Plowing a ‘100 Foot Line’
There’s a fine stand of young slash pine at Dead Man’s curve on the Longville Gravel Pit Road. I’ve watched with interest the growth of this forest. After the field was earlier ‘clear cut’ for its marketable timber, a hard-working Mexican crew then replanted it in straight rows.
By the following winter, the pines began to poke their heads above the grass. This year, they have emerged above the surrounding bushes and scrub trees. As time goes on, they’ll link their canopies, drop their pine straw, and completely wipe out the other growth in this field.
That is if a woods fire doesn’t kill them first.
Last week I studied closely the wide fire lane plowed around these pines. In our area, with the coming of true winter and the frosts that kill the grasses of the piney woods, having good fire lanes, or fire lines as we call them, is essential.
Often woods fires will break out when a cold front and its accompanying north wind dry out the ground and grass. There is a long tradition of burning the woods among the folks in western Louisiana’s ‘No Man’s Land.’ It began with the early cattleman and sheepherders burning off the dead grass, believing that new fresh grass was better for their animals.
When the forests were full of longleaf pines, which will survive most woods fires, and few settlements, “burning off the woods” was accepted as a rite of late winter.
However, the reforestation of Louisiana with Loblolly and Slash pines, which will not survive a hot woods fire, meant loss of trees and habitat from fire. For years, our area led the state in woods arson fires. It was as if the old settlers still believed it was their right to burn the woods.
Feuds over hunting leases or grudges led to other fires. Sometimes the fires were accidentally set and spread by a strong wind and low humidity. Regardless of the source, our two most common species of pines are exceptionally vulnerable to fire.
I always worry over fields like the one on the Gravel Pit Road. Once they get tall enough, they can withstand some fires, but in the first five years, a fire will often destroy an entire stand.
As I drive by and examine the fire line, I wonder if they’d plowed a “hundred foot line.” Often to guard against arson fires where the perpetrator would set the fire inside the fire lane, wise timber owners plow an additional line one hundred foot farther into the forest.

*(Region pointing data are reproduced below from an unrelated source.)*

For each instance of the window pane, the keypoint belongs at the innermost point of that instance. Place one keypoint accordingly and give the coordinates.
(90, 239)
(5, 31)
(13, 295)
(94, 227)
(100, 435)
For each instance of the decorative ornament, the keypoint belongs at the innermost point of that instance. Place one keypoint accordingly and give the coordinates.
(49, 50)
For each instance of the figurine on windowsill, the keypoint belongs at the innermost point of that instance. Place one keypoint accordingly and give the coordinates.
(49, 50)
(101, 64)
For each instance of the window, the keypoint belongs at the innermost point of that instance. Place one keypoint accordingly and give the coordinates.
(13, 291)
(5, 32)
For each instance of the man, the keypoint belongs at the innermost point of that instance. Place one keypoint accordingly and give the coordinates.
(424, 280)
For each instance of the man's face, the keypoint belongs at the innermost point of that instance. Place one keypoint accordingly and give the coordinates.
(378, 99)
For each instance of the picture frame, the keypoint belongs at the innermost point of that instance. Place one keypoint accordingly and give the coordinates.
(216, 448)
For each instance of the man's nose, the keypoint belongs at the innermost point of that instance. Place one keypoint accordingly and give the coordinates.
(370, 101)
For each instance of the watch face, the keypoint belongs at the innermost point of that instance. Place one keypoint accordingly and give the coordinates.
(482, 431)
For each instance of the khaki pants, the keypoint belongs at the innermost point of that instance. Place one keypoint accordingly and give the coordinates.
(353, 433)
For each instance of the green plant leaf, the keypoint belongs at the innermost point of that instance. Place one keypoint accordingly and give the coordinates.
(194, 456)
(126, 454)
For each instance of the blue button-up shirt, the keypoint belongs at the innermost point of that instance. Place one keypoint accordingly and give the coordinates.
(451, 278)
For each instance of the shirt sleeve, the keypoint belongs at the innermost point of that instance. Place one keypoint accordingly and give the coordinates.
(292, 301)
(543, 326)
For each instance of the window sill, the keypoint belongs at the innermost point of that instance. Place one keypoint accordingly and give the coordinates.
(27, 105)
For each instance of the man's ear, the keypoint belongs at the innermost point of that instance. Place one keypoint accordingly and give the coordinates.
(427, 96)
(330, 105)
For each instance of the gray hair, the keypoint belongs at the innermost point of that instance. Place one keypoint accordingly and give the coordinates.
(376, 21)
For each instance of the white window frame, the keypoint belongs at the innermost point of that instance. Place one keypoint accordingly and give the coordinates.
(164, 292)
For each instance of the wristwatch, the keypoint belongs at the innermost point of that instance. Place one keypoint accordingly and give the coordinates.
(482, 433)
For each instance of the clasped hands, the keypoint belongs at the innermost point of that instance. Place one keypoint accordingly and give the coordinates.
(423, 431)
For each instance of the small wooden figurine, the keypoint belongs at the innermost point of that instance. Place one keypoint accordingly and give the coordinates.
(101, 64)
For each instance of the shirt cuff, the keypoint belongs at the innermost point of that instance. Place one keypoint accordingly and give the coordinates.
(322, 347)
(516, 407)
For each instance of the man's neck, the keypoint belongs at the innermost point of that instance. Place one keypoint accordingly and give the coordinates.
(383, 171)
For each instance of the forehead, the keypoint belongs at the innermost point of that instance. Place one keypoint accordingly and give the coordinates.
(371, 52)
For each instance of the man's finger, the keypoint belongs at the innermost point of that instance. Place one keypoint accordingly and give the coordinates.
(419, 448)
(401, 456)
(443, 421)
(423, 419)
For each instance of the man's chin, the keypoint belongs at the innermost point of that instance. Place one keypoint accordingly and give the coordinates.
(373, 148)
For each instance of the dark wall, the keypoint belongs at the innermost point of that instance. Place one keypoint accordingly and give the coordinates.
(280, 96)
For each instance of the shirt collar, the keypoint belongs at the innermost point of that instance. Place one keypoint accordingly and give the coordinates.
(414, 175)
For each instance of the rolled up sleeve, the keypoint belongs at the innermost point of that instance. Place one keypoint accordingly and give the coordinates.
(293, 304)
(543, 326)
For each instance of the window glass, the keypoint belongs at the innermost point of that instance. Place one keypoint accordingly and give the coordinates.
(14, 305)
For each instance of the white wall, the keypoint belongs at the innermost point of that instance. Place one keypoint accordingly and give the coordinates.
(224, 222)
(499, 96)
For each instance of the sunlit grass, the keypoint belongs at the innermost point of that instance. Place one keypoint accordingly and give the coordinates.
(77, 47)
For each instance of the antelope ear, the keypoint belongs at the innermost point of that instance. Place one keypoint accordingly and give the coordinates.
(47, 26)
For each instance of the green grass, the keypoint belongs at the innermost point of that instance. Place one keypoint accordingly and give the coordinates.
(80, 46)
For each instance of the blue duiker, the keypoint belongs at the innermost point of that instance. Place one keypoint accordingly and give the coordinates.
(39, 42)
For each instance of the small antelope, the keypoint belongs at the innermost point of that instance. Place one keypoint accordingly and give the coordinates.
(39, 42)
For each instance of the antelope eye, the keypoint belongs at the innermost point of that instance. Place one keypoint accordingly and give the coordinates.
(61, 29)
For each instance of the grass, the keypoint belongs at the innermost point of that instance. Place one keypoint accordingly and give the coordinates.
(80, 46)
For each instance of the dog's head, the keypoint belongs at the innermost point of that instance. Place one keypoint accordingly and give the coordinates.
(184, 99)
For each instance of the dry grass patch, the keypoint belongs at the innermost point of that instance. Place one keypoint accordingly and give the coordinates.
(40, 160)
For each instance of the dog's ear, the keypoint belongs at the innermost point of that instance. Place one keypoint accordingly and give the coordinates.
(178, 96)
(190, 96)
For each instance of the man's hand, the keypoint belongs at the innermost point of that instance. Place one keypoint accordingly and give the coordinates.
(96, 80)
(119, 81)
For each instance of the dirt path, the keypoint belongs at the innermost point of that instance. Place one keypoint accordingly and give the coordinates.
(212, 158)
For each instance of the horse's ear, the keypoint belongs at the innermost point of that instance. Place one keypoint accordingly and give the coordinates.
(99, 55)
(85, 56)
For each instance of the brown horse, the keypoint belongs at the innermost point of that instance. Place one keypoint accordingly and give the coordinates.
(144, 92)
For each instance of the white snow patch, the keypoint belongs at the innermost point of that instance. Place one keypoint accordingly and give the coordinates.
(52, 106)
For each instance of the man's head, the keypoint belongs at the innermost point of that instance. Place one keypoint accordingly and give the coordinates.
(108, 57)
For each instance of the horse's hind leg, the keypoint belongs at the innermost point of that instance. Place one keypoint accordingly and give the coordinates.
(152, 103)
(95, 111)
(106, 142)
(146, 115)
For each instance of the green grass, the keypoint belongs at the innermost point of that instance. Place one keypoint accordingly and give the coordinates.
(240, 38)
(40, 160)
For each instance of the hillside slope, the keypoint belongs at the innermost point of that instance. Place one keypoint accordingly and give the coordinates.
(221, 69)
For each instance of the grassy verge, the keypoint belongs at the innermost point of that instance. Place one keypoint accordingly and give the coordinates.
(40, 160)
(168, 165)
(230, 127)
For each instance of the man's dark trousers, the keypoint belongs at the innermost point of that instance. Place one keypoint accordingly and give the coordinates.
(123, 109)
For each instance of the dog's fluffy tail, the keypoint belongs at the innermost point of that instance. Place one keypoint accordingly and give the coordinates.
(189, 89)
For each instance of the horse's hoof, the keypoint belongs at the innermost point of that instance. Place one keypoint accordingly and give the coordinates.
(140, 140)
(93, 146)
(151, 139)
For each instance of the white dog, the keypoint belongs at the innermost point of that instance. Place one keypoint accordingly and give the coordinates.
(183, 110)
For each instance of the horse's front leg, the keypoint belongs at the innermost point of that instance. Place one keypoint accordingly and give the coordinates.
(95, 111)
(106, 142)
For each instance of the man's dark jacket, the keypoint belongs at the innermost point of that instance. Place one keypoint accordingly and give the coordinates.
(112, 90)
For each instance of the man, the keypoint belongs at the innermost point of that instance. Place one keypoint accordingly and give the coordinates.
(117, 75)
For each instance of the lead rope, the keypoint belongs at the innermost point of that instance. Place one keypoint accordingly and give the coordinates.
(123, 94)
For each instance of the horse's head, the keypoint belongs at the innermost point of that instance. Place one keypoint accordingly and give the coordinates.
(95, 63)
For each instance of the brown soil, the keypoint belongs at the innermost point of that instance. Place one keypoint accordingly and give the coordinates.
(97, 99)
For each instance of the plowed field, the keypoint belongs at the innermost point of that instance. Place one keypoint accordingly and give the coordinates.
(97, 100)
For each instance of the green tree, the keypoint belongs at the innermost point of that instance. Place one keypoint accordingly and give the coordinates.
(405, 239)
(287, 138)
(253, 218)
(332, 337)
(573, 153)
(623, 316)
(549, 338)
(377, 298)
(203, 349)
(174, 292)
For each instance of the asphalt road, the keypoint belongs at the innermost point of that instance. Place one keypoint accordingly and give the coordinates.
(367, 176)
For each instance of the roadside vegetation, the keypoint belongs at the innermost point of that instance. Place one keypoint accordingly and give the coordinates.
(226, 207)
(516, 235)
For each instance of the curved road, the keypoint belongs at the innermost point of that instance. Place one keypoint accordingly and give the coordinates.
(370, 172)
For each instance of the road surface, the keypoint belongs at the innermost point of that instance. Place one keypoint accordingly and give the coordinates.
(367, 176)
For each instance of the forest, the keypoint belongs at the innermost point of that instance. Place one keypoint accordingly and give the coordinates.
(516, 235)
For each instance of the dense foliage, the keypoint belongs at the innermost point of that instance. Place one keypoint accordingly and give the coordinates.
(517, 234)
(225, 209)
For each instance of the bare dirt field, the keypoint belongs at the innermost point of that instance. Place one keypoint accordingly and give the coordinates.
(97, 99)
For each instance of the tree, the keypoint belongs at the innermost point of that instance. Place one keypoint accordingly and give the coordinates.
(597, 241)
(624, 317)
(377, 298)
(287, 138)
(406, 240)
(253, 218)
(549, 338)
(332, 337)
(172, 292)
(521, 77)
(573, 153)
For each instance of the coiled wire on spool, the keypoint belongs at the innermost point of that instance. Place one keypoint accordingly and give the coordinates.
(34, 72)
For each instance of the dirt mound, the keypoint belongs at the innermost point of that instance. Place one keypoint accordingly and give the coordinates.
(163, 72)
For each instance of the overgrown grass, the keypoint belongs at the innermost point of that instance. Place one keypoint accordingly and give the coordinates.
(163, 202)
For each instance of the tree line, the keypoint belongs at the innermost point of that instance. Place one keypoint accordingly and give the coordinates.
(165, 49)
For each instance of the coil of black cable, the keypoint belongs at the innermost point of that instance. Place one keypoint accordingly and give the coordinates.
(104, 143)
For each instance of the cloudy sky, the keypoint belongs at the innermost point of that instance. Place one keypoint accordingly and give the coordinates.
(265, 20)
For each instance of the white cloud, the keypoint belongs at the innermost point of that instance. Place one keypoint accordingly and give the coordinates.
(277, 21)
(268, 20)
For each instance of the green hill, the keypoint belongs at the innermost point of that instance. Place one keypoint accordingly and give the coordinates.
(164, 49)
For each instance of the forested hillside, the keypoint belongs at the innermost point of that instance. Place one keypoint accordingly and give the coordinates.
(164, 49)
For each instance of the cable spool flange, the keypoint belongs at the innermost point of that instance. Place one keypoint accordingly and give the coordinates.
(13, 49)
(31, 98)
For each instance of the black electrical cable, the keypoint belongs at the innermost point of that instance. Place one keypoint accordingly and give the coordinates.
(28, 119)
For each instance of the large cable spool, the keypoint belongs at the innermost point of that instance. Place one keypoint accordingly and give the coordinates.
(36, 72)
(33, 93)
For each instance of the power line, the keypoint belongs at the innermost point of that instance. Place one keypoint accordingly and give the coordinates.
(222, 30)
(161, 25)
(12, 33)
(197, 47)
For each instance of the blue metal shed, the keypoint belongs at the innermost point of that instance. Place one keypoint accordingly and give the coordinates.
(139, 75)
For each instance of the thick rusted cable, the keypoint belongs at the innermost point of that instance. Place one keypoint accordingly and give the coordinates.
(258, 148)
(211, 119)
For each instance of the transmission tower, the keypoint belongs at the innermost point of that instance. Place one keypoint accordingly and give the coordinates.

This would mean an arson fire would be stopped by the hundred-foot line and not spread to the entire plantation. I sure hope this field of slash pines has one. It provides insurance for the larger part of the field.
I see a spiritual and mental component to the 100-foot line. In our busy lives, we need this guardrail of space and protection for our minds and souls. This fire lane or margin gives us boundaries and space to breathe.
It allows us to control the raging fires that can burn in our lives. I know all about that—I’ve had some arson fires in my own heart—usually self-inflicted.
How do we plow those hundred foot lines?
Here are two ideas:
Be still… I love the words of the shepherd David in Psalms 46:10 “Be still and know that I am God.” It’s both a promise and commandment. Taking time to be still, get quiet and pray and meditate help us as well as protect us. We must build solitude and silence into our lives and guard a time and place for them.
Get outdoors. Wendell Berry made this statement, “The Bible was written to be read outdoors.” There is something about being in nature: a clear blue sky, the wind in the pines, an owl’s call, and a star-filled winter sky with a fingernail moon.
* Readers often comment on one of their favorite passage in The Wayfaring Stranger about Miz Girlie Perkins’ morning time in the woods. Scroll down to for this story.
When I build an outdoor fire—whether it’s in my backyard, the Dakota Black Hills, or under an Africa night sky—and sit around it with a cup of steaming coffee, so many things that weigh me down seem to disappear and fade away. Conversely, the things that really matter—and the things that matter are not things—come clearly into focus.
As we approach another year—the last year of the first decade of the new millennium, I want to purposely plow that hundred-foot line in my life. A safeguard to keep me on the tracks and control the fires that always come into our lives.
Thanks for sharing the bit about how burning the woods used to be an acceptable practice. I have occasionally carried a vicarious burden of guilt over knowing previous generations of my family were guilty of this.
I like your analogy about the fire lanes and our spiritual lives and your suggestions for plowing our own 100 foot lines.
Thanks friend for your comment. Most of us in No Man’s Land have a long history of woods arsonists in our families.
I plan to write a blog soon on the most famous woods burner in SW Louisiana, the famous Leon “Slow Match” Miller.